Caring for your pets in autumn and winter
Posted by AMH Team
9m read time
Nov 9, 2021
The dog days of summer are behind us, but for pet owners the dog days of autumn and winter can be just as tricky to navigate. As the leaves on the trees turn from green to a bountiful tapestry of colors, there’s more pollen and dust in the air, which can lead to all kinds of sniffles and sneezes for your pet.
Falling leaves also give your pets a chance to get into more mischief. A pile of leaves can hide wildlife inside, most notably ticks. And as those falling leaves give way to snow and cold, you’ll need to practice extra winter pet care tips to make sure your furry friends are comfortable and safe outside.
On top of that, the fall and winter months introduce potential pitfalls with more guests in the home. During Halloween, Thanksgiving and all throughout the holiday season, you may be welcoming more people to your door. Even if you’re not hosting anyone, there’s often additional traffic in the neighborhood, and the noise might spook or disrupt your pets.
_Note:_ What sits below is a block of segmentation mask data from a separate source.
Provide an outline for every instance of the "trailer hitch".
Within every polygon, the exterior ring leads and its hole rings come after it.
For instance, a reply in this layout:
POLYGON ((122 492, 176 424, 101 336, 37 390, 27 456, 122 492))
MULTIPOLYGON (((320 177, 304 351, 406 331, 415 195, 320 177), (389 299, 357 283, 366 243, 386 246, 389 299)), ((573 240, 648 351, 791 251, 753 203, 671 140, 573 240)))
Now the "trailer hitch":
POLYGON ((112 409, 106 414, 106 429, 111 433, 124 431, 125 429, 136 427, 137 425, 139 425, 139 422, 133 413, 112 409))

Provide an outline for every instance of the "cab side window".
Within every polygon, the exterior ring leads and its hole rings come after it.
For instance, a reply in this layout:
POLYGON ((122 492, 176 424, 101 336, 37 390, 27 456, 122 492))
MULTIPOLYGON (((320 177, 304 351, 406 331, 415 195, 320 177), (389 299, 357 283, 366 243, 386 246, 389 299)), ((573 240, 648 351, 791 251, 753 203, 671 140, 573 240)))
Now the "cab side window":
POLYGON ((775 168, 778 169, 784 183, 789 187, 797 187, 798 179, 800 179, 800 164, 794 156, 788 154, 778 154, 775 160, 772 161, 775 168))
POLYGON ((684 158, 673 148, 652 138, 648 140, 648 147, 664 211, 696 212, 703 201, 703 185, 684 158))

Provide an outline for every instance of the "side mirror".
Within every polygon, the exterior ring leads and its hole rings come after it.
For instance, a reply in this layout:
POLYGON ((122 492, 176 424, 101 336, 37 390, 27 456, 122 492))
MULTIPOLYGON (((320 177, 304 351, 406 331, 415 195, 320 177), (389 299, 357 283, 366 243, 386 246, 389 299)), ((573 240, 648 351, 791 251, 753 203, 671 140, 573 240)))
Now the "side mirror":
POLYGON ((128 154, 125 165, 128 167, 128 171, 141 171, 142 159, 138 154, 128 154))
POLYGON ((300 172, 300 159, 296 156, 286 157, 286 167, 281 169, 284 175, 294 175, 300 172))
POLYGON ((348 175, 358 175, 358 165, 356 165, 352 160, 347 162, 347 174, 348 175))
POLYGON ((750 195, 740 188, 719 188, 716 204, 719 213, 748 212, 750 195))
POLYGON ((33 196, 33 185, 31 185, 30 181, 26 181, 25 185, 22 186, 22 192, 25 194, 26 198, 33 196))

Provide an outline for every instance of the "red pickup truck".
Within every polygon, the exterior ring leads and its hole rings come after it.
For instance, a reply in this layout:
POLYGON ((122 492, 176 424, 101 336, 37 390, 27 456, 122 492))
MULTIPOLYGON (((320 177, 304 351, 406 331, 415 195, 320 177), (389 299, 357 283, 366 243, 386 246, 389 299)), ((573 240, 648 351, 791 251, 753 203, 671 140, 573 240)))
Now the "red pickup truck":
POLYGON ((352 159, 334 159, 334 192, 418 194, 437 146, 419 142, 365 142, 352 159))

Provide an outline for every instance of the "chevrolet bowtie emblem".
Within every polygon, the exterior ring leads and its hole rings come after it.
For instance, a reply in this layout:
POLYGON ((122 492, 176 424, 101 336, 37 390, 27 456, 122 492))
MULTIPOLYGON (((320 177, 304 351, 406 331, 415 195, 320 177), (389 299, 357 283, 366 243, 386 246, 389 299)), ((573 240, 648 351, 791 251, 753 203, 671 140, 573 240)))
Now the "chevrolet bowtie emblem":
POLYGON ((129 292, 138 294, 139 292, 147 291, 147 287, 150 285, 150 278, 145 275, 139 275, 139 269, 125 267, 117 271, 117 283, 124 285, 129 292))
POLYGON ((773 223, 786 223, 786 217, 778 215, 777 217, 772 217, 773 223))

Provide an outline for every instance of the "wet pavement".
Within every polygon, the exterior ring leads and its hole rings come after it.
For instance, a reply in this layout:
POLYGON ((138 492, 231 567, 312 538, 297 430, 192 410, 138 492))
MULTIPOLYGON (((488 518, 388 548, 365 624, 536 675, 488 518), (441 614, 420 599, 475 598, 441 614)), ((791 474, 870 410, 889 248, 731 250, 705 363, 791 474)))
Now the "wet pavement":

Luckily, if you’re prepared for the challenges, you’ll do just fine. Here are a few things to look out for, plus our favorite strategies for seasonal pet care.
Tick, tick, tick, tick on the watch
One of the most important fall pet care tips revolves around ticks, a spider relative that comes out in droves during the autumn months. In October and November, deer tick nymphs molt into fully grown adults. These ticks can spread Lyme disease, which is bad for you and your pet. Both male and female ticks will feed on a host, with the female laying eggs after feeding.
You can prep your home with pet safe tick treatment for the yard and around the house. Ticks thrive in long blades of grass, so regularly remove brush, leaves, weeds, and other debris from the edge of your lawn and from any walls and wood piles. Trimming tree branches and shrubs to give your lawn more light, particularly around the edges, can also help prevent tick infestations.
If you suspect your pet might have ticks, use a pair of tweezers to remove them, ideally within 36 hours. Grab the tick as close to your pet’s skin as you can, and gently pull the tick in an upward motion, away from your pet’s body. Once you’ve removed them, disinfect the area(s) where the ticks were. Never touch a tick with your bare hands! They can easily spread disease from contact with your skin.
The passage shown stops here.